Architecture¶
Layer separation¶
SeqChain enforces strict layer separation. Each layer has a clear
responsibility, and cross-layer imports are forbidden (enforced by
tests/test_architecture.py).
| Layer | Package | Role |
|---|---|---|
| REST API | api/ |
Thin HTTP handlers — one library call each |
| Recipes | recipes/ |
Domain workflows: CRISPR, Tn-seq, barcodes |
| Operations | operations/ |
Protocols + implementations (Map, Annotate, Filter, Score, Discover, Quantify) |
| Transform | transform/ |
Track → Track pure functions |
| Compare | compare/ |
Track × Track → Track, protocol-typed |
| Primitives | primitives/ |
Pure functions, zero deps, no I/O |
| I/O | io/ |
Genome, track, reads loading + export |
Layers form a strict linear hierarchy. Each layer may only import from
layers below it in rank. The ordering is defined in
tests/layer_hierarchy.yaml and enforced generically by
tests/test_architecture.py.
Import rules¶
| Rank | Layer | Can import from |
|---|---|---|
| 8 | API | recipes, operations, compare, transform, track, I/O |
| 7 | Recipes | operations, compare, transform, track, primitives, I/O |
| 6 | Compare | operations, transform, track, primitives |
| 5 | Operations | transform, track, primitives, I/O |
| 4 | Transform | track, primitives |
| 3 | Track | region, primitives |
| 2 | Primitives | region |
| 1 | Region | (nothing) |
Skip-layer rules add further constraints (e.g. API must not import Primitives). These are also declared in the YAML and enforced by the same test.
Universal types¶
Region¶
Every pipeline step takes Regions and returns Regions. A Region is a frozen
dataclass:
@dataclass(frozen=True, slots=True)
class Region:
chrom: str
start: int
end: int
strand: str = "."
score: float = 0.0
name: str = ""
tags: dict = field(default_factory=dict)
The tags dict is the extension point — operations enrich it with
spacer, gene, fold_change, chromatin_states, etc. No separate
Hit/AnnotatedHit/ScoredHit types.
Track¶
Track is a Protocol (structural typing, not inheritance). Any object
with the right methods satisfies it:
signal_at(chrom, start, end)— summary value for a regionregions(chrom, start, end)— iterate overlapping Regionsmap_scores(fn)— apply a function to every scorefilter_entries(fn)— keep entries matching a predicatescores()— iterate all scoreswith_scores(scores)— replace scores
Three implementations:
| Type | Use case | signal_at |
regions |
|---|---|---|---|
IntervalTrack |
Peaks, genes, guides | Overlap-weighted average | Segment-tree query |
SignalTrack |
BigWig per-base data | Mean signal | Always empty |
TableTrack |
Barcode counts | Always 0.0 | Always empty |
The three processing layers¶
Transform: Track → Track¶
Thirteen pure functions organized by family:
- missing —
fill_missing,replace_zeros,drop_missing,drop_zeros - scale —
add_pseudocount,log_transform,clamp,normalize,standardize,rank - threshold —
binarize,filter_by_score - bin —
bin_summarize(SignalTrack → IntervalTrack)

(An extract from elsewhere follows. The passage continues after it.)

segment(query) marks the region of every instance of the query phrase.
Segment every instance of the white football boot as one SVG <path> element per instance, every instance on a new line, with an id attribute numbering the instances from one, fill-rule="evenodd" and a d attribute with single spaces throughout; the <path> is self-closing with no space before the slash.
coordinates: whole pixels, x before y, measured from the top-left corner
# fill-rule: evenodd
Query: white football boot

No protocols, no isinstance. Every function calls Track primitives
(map_scores, filter_entries, with_scores) and returns a new Track.
Compare: Track x Track → Track¶
Differential analysis via module-level functions. interval_fold_change()
aligns two tracks by region name or binned overlap and computes raw fold
change.
The alignment primitive (align_tracks) pairs regions across two tracks
and reports which track each region appears in. Comparison functions
consume aligned pairs.
Operations: raw data → Tracks¶
Module-level functions and protocols:
| Category | Functions | What it does |
|---|---|---|
| Map | regex_map(), bowtie_map() |
Find patterns in sequences |
| Annotate | annotate_features(), annotate_chromatin() |
Enrich Regions with context |
| Quantify | count_barcodes(), summarize_features() |
Count barcodes or summarize features |
| Discover | heuristic_discover(), tnseq_discover() |
Auto-detect read structure |
| Score | score_mismatches(), score_off_targets() |
Score variant effects |
| Filter | filter_by_overlap() |
Filter by geometric overlap (recipe) |
Design principles¶
- Prefer functions over classes — Most operations are module-level functions. No remaining protocols in operations.
- No inheritance — Protocols (structural typing) only.
- Immutability — Frozen dataclasses,
dataclasses.replace()for updates. - Sequences are strings — No
Bio.Seq. Biopython is I/O only. - Chromatin states are mark combinations — No gene names. Gene features are a separate layer.